Agatha felt her heart yearn over her, as much as it yearned over Meg.

“Let’s hope we’ll soon have you back at Brown Furrows, with the master,” she said. “The place don’t seem the same now that you’re out of it—once having been in it, if you know what I mean,” seeking to explain herself.

‘‘Thank you, Agatha,” Carol said gently, feeling really appreciative. “That’s very kind.”

“Not at all, miss—ma’am! I—we—Ellen James and Judson, we—we all miss you..”

She blinked away a tear, which persisted however in trickling to the extreme tip of her nose, forcing her to use her handkerchief.

“Let’s hope this Venice trip’ll put you on your feet again, miss—ma’am!—and don’t you ever go having nothing to do with horses again when you get back, no matter what Miss Meg says....” She sniffed again, with more disapproval.

“Don’t you worry about that, Agatha,” Timothy said, appearing suddenly. “Mrs. Carrington will never ride again—or if she does she’ll only ride when I am with her. Otherwise it will be taboo.”

“Well, I’m glad to hear that, anyway,” Agatha told him, and returned home feeling relieved of one anxiety at least. Mr. Timothy was going to put his foot down in future, and not before it was time. Miss Meg had had a habit of getting away with a lot in the past, such as continuing to run the house when Mr. Timothy got married, of which Agatha had never approved, and no one could say she had. It just hadn’t struck her as right, somehow.

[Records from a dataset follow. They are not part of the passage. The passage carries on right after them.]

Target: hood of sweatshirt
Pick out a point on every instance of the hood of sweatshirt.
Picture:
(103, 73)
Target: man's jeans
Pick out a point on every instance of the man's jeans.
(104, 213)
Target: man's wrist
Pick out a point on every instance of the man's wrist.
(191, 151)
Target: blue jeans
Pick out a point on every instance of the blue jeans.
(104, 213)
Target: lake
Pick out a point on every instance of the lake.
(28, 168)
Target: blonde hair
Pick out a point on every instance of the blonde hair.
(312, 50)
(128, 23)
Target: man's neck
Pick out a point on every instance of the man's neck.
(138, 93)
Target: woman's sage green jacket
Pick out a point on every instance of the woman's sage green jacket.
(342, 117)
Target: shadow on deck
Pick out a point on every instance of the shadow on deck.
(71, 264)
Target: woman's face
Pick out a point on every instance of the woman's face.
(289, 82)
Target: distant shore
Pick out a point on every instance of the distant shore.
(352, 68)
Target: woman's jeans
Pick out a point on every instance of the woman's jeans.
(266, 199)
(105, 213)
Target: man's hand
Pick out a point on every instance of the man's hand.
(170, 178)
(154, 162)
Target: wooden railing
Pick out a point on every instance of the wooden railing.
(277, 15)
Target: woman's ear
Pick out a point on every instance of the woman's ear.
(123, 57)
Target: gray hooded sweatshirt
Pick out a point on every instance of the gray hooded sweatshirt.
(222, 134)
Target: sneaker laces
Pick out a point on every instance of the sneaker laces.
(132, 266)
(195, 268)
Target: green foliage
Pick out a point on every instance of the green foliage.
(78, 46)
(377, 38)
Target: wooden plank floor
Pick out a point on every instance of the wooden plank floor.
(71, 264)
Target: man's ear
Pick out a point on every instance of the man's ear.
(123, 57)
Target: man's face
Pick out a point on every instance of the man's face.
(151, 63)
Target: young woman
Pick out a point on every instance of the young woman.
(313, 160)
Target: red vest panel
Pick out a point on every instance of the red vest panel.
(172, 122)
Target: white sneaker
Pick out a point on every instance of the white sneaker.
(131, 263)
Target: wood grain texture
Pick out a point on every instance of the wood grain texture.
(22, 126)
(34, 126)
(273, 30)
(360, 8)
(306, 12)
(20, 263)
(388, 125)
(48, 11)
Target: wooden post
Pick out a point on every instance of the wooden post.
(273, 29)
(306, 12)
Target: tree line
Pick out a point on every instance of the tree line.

Viola Featherstone was the third visitor, and she looked in to see Carol one not-so-bright early March afternoon when the girl was sitting up in her white brocade dressing-gown before a bright fire in her bedroom, and tea was just about to be brought in.

Timothy for once was not with her, and Aunt Harry was paying one of her rare afternoon calls, so only the nurse was on hand, and she retired into the background when Viola arrived.